Let us turn to facts, -iri kama cha interests me today. Some time ago, I mentioned a splendid -iri kama cha , who had pushed for such re-evaluated. Others have confirmed since in this way. They were from either the department or that of Miyazaki Kagoshima. We stay on Kyushu, but not Ureshino, whose name is yet symbolic of this type of tea.

But now there a few days, an exhibition of pottery from Kyushu pushes me on the top floor of a department store near my workplace. Nothing too exciting, however, there was a tea stand Ureshino. I direct myself without hesitation. Many genres represented, and therefore, the kama-iri ! Knowing that there is the worst and the best with these teas, my choice rests on the more expensive, 1575 Yen, cheap in absolute terms, but rather expensive for this type of product, more than those who have feasted in recent months.

Touch through the packet does not however give me a good feeling is rough, bulky (ie that this tea is light), and I recall with concern the unfortunate experiences of distant in -iri kama cha . But nothing ventured, nothing gained.

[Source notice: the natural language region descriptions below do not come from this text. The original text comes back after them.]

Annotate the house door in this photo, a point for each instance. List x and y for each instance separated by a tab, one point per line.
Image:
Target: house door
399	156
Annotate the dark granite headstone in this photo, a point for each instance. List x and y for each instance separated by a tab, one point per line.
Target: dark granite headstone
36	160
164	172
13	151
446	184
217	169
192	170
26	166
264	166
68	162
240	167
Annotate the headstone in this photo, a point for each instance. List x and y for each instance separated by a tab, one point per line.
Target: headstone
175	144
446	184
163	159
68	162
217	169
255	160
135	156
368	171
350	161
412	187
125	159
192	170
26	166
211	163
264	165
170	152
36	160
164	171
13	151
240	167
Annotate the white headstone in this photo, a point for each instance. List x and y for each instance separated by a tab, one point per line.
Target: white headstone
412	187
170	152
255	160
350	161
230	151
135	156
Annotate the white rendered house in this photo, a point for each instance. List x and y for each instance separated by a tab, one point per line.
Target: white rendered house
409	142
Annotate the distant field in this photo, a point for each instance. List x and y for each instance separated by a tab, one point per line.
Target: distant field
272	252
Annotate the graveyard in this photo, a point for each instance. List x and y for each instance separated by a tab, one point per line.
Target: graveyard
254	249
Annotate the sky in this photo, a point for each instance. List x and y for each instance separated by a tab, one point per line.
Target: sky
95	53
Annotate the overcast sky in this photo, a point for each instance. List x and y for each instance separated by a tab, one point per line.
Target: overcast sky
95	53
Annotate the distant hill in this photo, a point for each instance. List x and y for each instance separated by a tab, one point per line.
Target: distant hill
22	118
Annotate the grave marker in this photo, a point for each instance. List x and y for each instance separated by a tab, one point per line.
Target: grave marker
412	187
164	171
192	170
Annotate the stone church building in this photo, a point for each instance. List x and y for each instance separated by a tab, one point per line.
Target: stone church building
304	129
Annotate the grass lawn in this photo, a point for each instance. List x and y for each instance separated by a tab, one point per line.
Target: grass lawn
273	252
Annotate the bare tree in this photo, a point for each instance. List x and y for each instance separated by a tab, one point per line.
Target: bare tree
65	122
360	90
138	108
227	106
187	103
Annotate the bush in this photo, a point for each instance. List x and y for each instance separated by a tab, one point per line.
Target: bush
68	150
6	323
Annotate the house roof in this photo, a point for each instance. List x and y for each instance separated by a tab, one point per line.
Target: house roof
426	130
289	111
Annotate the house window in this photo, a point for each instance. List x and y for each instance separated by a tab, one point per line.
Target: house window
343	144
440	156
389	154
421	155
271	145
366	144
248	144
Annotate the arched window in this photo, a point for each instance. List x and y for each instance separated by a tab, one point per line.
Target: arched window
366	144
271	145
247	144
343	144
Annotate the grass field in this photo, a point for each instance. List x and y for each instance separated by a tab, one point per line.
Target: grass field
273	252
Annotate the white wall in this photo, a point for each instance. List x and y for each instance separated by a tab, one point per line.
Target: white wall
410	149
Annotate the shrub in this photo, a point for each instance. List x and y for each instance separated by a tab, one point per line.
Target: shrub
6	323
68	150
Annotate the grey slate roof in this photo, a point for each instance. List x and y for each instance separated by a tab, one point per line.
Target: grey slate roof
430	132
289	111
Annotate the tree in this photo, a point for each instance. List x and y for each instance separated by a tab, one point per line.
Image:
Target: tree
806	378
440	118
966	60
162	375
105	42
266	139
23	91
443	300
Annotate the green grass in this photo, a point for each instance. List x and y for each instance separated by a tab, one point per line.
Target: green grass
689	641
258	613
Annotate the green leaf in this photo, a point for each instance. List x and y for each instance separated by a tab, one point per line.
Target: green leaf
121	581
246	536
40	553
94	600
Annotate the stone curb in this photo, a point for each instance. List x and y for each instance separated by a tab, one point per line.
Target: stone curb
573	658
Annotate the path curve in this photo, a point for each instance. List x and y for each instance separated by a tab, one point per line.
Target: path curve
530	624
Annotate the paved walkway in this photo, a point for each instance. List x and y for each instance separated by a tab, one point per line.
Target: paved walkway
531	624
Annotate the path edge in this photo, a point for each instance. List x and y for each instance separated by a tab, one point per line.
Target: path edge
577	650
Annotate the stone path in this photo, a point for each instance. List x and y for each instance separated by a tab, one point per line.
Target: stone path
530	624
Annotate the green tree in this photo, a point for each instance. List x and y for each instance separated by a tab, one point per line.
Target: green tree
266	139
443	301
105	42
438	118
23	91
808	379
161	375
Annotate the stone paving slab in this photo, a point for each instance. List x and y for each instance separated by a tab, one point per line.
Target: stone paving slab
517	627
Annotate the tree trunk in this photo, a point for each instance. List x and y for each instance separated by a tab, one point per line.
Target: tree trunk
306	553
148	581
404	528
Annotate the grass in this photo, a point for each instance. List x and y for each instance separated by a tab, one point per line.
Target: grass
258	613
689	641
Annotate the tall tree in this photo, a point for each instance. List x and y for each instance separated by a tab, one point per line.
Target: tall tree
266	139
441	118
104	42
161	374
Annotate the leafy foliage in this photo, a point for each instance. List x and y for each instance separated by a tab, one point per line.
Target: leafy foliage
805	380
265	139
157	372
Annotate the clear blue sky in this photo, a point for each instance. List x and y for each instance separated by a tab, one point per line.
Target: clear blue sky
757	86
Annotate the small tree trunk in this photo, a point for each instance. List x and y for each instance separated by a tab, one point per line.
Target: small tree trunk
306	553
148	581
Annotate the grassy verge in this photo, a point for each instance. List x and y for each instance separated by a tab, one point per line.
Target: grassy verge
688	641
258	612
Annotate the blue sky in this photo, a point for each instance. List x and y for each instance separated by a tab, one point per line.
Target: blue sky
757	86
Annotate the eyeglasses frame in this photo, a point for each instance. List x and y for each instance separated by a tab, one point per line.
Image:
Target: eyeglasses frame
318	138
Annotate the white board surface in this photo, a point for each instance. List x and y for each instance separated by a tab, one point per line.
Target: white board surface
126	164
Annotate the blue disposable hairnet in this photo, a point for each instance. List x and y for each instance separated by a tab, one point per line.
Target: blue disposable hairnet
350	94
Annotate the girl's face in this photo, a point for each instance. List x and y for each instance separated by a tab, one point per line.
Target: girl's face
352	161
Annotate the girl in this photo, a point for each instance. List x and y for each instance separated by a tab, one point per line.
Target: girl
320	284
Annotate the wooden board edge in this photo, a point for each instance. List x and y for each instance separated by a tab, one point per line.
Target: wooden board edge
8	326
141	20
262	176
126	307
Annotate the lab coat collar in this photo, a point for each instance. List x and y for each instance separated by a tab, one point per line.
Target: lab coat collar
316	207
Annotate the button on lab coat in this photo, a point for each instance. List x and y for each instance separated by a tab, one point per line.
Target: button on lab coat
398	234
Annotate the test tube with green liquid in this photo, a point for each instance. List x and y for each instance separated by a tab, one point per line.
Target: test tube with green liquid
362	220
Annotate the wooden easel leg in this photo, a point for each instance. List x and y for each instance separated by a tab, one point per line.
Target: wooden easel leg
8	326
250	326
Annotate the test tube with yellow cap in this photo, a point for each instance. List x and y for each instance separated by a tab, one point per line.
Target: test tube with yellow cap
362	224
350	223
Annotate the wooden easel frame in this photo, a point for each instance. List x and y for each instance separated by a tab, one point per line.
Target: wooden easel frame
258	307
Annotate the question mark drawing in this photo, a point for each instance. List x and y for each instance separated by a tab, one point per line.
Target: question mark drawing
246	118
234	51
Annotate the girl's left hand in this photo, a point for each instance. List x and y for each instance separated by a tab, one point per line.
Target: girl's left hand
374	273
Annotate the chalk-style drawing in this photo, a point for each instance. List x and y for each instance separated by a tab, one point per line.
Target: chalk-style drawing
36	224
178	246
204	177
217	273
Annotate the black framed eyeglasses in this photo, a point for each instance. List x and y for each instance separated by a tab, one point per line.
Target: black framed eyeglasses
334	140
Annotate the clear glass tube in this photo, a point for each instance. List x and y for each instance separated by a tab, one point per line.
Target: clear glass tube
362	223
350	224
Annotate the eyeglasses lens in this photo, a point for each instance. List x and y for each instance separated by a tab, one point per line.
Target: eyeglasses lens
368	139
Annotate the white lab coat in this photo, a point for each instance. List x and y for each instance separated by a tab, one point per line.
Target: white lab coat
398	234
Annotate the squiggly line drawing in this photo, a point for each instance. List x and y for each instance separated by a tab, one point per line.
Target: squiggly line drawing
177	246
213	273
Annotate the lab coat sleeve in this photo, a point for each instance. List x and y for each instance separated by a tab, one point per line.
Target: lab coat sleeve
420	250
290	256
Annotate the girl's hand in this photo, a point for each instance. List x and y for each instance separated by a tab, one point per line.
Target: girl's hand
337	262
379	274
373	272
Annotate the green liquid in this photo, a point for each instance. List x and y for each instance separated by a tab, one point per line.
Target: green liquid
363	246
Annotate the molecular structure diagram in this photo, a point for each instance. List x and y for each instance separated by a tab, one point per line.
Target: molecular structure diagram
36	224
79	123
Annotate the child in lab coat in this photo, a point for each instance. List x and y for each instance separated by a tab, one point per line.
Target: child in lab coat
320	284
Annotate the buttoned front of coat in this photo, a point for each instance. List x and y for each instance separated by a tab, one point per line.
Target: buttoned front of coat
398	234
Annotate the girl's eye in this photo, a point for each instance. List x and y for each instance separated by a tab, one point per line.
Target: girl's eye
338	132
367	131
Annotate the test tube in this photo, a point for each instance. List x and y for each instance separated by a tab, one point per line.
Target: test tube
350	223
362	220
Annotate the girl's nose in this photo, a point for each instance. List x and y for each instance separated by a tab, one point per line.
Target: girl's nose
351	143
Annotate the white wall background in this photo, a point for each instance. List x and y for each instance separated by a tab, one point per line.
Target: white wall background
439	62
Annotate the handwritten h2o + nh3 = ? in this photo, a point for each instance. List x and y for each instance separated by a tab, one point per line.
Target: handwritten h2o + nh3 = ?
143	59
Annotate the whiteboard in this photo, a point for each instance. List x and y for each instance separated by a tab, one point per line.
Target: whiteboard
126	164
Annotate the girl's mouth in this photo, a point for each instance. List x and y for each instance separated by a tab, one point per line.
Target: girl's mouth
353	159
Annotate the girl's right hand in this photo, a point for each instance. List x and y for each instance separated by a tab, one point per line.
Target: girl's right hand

The opening of the bag, however, confirms my fears. It is far from my recent discoveries leaves relatively pretty, but dull in comparison to those I tasted recently. Always compared, the leaves are rolled clothing but lacks body.


But there is more disappointing: the scent. Just a light scent, not strong, that reminds me of a poor quality baozhong bought at the airport in Taipei to liquidate my last coins. Again, it is far from the powerful scent of roasted chestnuts, along with a touch of evergreen, large-iri kama cha preceding the famous kama-ka 釜 香, characteristic of a good cha-iri kama .
Also, I do me no illusions as to the brewed tea. I had first tested at the shop with the means at hand, ie a teapot Tokoname-yaki Classic 300 cc. Its volume can not be any way to get what is such a tea whose scent should be the main attraction. Pass, leaving the tea benefit of the doubt.
So, re-test at home with a Chinese teapot that has become my official utensil for kama-iri , it works wonders (on hold while she teas Chinese!).
I put a lot of leaves, not too much water, 90 ° C. I let 50s.
According to the perfume, no doubt, but nothing great compared anyway. It's peaty, a bit spicy.
Given the large dose of leaves, the astringency is present, but nothing alarming, the liquor was the body, and it remains in the mouth a pleasant sweetness, no bitterness to report. It's not unpleasant, and I almost think that with a little less leaves, the point of view of taste, there was a tea rather satisfactory.

To conclude on this tea, I think it must be remembered that underlying this type of tea in Kyushu has a life similar to that of Hoji-cha, ie a tea daily, more for the scent to taste, which is drunk in large quantities, that are infused in hot water without special attention to the way. So with this in mind, this tea is more in the top of the basket, the scent is there, and the taste is surprisingly pleasant. Of course it supports absolutely no comparison with the teas mentioned above, but these are really exceptions, made by experts in the technical mastery rare. Tea today was probably made from sheets of very good quality, but then the art does not follow, is unable to bring out the famous kama-ka those good leaves. And in this way the resulting product is too expensive and we can only regret that it will not and we will re-evaluated this kind.

I give here a picture not so rosy in the department of Saga and Ureshino, but there are also many great things in this growing area, which I will honor the second part.